We are told that Lionel Terray did not reach the top of Mount Huntington in Alaska, when, in fact, he did. Under “Barry Bishop,” we are told, “On 22 May 1963, Bishop, with L. G. Jerstad, became the first American to reach the summit of Mount Everest.” No one’s ever called Big Jim un-American before. Whittaker reached the top of Everest twenty-one days earlier than Bishop.

Names and numbers cause considerable trouble for this author. Under “Yosemite” we learn that Harding spent 45 days climbing El Capitan the first time. Under “El Capitan,” we are told that the same climb took 47 days. One index reference to Mount Logan on page 142 doesn’t exist. Names suffer quite often. Leif Patterson comes out “Petterson;” Salathé becomes “Salethe;” Mount Jefferson becomes “Jeffereson. The Rocky Mountains suffer an even worse indignation. They are missing under R,” both in the index and the main text. There are short notes under “Colorado Rockies” and “The Canadian Rockies.”
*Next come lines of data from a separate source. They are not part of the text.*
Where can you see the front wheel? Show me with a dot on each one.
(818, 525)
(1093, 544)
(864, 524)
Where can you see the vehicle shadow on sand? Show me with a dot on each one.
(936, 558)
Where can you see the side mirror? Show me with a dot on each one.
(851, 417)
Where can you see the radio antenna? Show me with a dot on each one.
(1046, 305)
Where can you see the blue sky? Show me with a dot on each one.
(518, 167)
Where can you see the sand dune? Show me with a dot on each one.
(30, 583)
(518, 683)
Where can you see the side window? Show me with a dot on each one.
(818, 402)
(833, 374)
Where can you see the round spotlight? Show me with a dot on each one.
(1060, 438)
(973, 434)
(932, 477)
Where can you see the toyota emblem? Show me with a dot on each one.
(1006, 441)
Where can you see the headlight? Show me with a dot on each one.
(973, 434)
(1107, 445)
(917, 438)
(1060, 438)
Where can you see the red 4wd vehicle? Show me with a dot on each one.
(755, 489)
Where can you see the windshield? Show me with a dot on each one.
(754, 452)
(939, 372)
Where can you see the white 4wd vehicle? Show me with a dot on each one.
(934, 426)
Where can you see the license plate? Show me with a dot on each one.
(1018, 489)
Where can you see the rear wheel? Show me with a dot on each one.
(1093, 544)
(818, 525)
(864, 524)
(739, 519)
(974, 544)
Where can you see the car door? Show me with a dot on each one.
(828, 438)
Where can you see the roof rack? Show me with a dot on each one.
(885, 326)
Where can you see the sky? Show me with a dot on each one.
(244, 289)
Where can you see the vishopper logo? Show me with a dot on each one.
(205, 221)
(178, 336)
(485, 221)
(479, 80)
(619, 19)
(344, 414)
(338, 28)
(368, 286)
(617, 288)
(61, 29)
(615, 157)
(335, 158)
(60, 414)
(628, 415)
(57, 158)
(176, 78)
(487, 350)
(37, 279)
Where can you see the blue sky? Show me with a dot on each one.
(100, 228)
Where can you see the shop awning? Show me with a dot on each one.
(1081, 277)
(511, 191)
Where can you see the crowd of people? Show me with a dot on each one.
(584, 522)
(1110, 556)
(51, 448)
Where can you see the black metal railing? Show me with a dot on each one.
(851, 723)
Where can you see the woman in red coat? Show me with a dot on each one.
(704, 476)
Missing are listings under the names of Ardito Desio and Nick Clinch, who led successful expeditions to the first and second highest peaks in the Karakoram. We do find, however, people like Francis Vaughan Hawkins, a member of the Alpine Club in London “who had a brief but interesting climbing career,” before resigning from the AC in 1861.

It is hard to discover any rhyme or reason for the author’s entries. Hornbein has a listing, but not Unsoeld. Gary Hemming is described, but John Harlin is missing. Sir Edmund Hillary gets half the space devoted to Ian Clough. Obscure anachronisms appear, such as: “Nai- smith’s Rule … The rule is: allow one hour for every three miles on the map plus an additional hour for every 2,000 feet of climbing. … Further refinements can be made (see Mountain Leadership by E. Lang- muir), but these spoil the essential simplicity of the calculation.”

Under “K2” we find a run-down of each expedition. For the 1902, 1909, and 1938 expeditions the maximum elevation reached is listed. Not so for the 1939 expedition, which set an altitude record that stood for fifteen years until the first ascent. Heinrich Pfannl is listed under his name for ascents in the Eastern Alps, with no mention that he was on the first expedition to attempt K2.

Descriptions are often hard to follow such as this one locating Yosemite s El Capitan: “It stands on the true right bank of the river about two miles below Yosemite Village, and thus, in driving up the valley, it is one of the first cliffs to be encountered.”

The cardinal sin of this book is that it is not objective. Biographies read more like gossip columns than what should be expected from a reference work. We learn that Bonington handled photo coverage of the first descent down the Blue Nile, but Reinhold Messner, currently the world’s leading alpinist, is dismissed in a brief paragraph. We are told that Warren Harding’s “siege tactics did not meet with universal approval. Harding has always adapted his tactics to meet the situation as he sees it. The author obviously sides with Royal Robbins, whom he describes as “the exponent of the single push theory of big wall climbing as opposed to siege tactics.” Harding comes off as an opportunist; Robbins as a saint. In truth, both climbers used siege tactics during astage in their careers, Harding to a greater extent than Robbins, who tried to avoid them as much as possible. For the last fifteen years, neither Harding nor Robbins have used siege tactics, but this doesn’t come through in the bad guy/good guy biographies.

Mixed in with biographies, famous mountains, and tiny cliffs are definitions of climbing words. These are no better than the rest of the book. “Granite,” according to the definition, “varies from place to place but is always sound to climb upon.” Quite a surprise to climbers who have turned back on friable Alaskan granite and rotten desert cliffs!